Все закончилось. Вниз по желобу — в забвение. И пока не будут готовы результаты обследования — или пока не случится еще один приступ, отключка, транс, лунатизм, или что, черт возьми, это было, — он никому ничего не скажет. Ни единого слова. Скорее всего слова, написанные на бланке, были порождением его собственного сознания, как сон о Старке и пустом доме, и они совершенно не связаны ни с убийством Гомера Гамиша, ни с убийством Фредерика Клоусона.
Здесь, в Эндсвиле, где заканчиваются все рельсы.
— Это вообще ничего не значит, — сказал Тэд ровным, нарочито спокойным голосом, но когда он в тот день уезжал из университета, это было больше похоже на бегство.
Глава 12
Сестренка
Что-то было не так. Она поняла это сразу, как только вставила ключ в замок. Дверь в квартиру открылась прежде, чем ключ провернулся с серией знакомых и обнадеживающих щелчков. Ей ни на миг не пришла мысль о том, что она случайно забыла запереть дверь, когда уходила на работу, да, Мириам, и еще надо было повесить табличку: «ПРИВЕТ, ГРАБИТЕЛИ, ДЕНЬГИ ЛЕЖАТ В КАЗАНЕ НА КУХОННОЙ ПОЛКЕ».

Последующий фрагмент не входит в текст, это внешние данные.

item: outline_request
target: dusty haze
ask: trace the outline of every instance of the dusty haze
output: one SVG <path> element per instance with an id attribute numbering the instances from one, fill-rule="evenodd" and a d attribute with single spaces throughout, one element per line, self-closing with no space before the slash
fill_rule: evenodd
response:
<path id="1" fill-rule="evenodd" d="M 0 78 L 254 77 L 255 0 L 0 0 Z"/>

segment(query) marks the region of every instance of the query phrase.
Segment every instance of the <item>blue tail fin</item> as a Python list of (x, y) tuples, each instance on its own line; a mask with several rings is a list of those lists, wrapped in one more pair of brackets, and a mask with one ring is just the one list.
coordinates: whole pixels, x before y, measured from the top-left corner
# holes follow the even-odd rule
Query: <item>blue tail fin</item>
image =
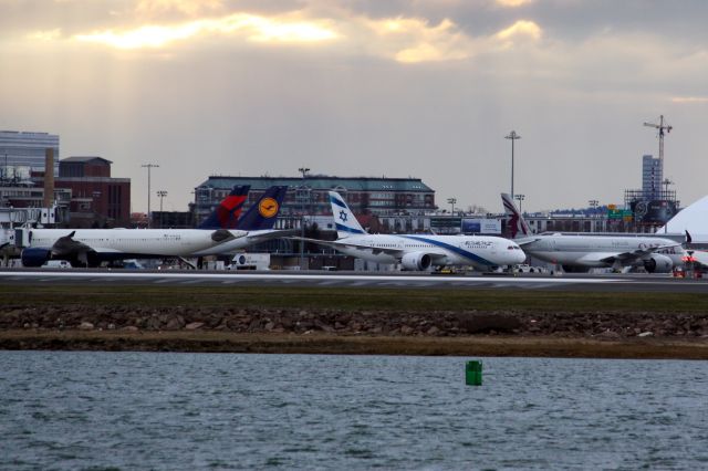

Такая мысль не пришла ей в голову, потому что, когда проживешь в Нью-Йорке полгода или даже четыре месяца, о таких вещах не забываешь. Если живешь где-то в деревне, ты запираешь дом, может быть, только когда едешь в отпуск. Может быть, ты иногда забываешь закрыть дверь на замок, когда бежишь на работу, если живешь в маленьком городке вроде Фарго, штат Северная Дакота, или Эймса, штат Айова, но, прожив какое-то время в червивом Большом Яблоке, ты запираешь дверь даже тогда, когда относишь соседке по этажу чашку с сахаром. Забыть закрыть дверь — все равно что забыть, как дышать. Да, Нью-Йорк город культурный, тут полно музеев и галерей, но также полно наркоманов и психов, и лучше не испытывать судьбу. Так поступают только законченные дураки, а Мириам не была дурой. Может быть, глупенькой, но не дурой.
Поэтому она сразу сообразила, что что-то не так, и хотя воры, которые вломились в квартиру, скорее всего смылись уже не один час назад, забрав с собой все, что потом можно будет загнать (не говоря уже о восьмидесяти-девяноста долларах в казане… а может, и сам казан; в конце концов, это был очень хороший казан), все-таки не исключалась возможность, что они еще не ушли. Это было то самое предположение, которое в любом случае следует сделать. Как мальчишек, получающих свое первое в жизни настоящее ружье, первым делом — еще до того, как научат всему остальному, — учат предполагать, что ружье всегда заряжено. Даже когда ты его вынимаешь из фабричной упаковки, оно заряжено.
Она начала отступать от двери. Начала еще прежде, чем дверь, открывавшаяся вовнутрь, успела остановиться, но было уже слишком поздно. Из темноты показалась рука, метнулась со скоростью пули из узкой щели между дверью и косяком и схватила Мириам за запястье. Ключи упали на ковер в коридоре.